Rules are things that are legislated by some authority (this might be government, religion, parents, or even imposed by ourselves on ourselves ( where I am the authority behind the rule) – for instance: “I have a rule that I don’t drink alcohol before 5:00pm”). In some cases, rules don’t have to have any moral purpose behind them, they are simply put in place for the sake of efficiency or convenience. In other cases rules are seen as a way of formally encoding and enforcing norms (the rule ‘don’t steal’ and law that punishes people who do, is because we have a moral norm by which we think taking what is not ours is wrong).In this way, rules guide us to be a virtuous society. Rules can also create norms or values (For some Jews, halakhah is seen to create values in this way. for instance, the laws of Shabbat create the value of sacred time, rather than encoding a pre-existing value).

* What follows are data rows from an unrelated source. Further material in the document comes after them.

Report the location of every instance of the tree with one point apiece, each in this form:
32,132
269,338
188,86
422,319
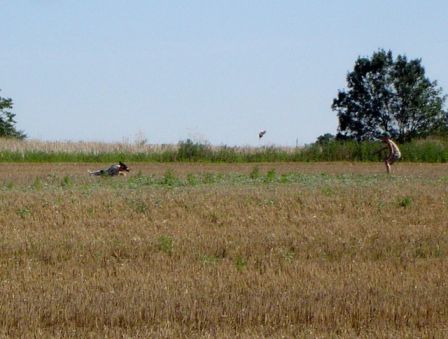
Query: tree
387,95
7,121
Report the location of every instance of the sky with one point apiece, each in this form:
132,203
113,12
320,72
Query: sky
215,71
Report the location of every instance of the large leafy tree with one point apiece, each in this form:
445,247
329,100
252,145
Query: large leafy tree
389,95
7,122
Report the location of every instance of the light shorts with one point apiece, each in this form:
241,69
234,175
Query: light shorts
393,157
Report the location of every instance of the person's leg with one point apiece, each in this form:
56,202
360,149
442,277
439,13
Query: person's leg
386,162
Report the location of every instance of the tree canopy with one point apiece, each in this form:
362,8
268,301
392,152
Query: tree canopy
7,122
389,95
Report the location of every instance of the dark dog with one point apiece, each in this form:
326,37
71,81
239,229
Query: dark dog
120,169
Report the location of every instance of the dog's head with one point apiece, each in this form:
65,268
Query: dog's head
123,168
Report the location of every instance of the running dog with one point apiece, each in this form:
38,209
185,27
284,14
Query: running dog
120,169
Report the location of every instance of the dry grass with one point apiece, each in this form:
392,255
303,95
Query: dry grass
358,255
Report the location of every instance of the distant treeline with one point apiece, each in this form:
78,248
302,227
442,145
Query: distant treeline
429,150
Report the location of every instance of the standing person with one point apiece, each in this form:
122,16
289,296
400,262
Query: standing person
394,151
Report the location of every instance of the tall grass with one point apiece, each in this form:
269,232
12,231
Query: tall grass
430,150
267,255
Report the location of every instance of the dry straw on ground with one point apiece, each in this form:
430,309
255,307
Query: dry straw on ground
330,254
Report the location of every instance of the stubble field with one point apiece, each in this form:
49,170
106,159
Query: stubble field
224,251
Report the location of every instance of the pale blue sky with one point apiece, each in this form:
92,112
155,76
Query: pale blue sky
209,70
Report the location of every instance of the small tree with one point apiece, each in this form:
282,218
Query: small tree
387,95
7,122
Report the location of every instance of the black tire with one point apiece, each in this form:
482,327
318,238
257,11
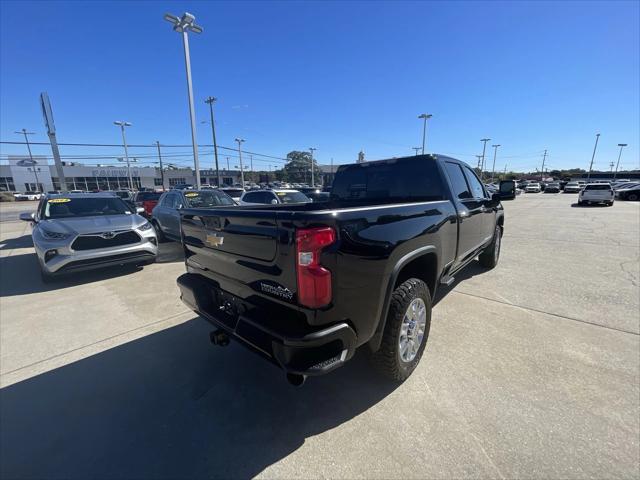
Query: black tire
159,233
490,256
387,359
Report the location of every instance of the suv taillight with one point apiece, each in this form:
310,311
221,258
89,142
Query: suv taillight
314,281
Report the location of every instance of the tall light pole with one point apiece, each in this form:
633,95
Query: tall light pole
122,124
161,169
593,156
484,148
425,116
621,145
493,169
211,101
313,182
33,163
240,141
183,25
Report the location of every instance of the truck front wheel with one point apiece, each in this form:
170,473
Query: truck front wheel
406,331
489,258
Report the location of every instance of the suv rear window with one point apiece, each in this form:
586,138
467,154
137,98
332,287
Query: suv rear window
388,180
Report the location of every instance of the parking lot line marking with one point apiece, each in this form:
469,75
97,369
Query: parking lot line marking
547,313
106,339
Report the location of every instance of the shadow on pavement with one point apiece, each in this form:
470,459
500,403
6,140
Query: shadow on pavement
171,405
20,275
19,242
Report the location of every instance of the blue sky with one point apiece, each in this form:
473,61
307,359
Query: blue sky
339,76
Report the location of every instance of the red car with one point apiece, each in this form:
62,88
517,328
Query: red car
146,200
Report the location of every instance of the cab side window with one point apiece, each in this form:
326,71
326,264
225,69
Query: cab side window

The creation of civic values through rules can also serve political ends. for instance, in the Soviet era, it was the law to inform on your neighbor if you saw them acting in ways that weren’t consistent with communism, and it was a rule that served the authorities, but it also then became a value people internalized – a way of expressing the importance of the State over the importance of individuals. People came to regard informing on others as a moral duty.

Habits  are repeated actions – not all habits relate to norms or laws – for instance, I might have the habit of getting out of bed on the left side – it is just something that I have done often enough that it seems natural to continue doing it that way.

Rituals are one way of translating or encoding norms in actions. Because they communicate underlying meanings and values rituals carry symbolic meaning. Rituals can become habits – something we do without a second thought, in which case sometimes the significance of the action can get lost. They become merely a habit.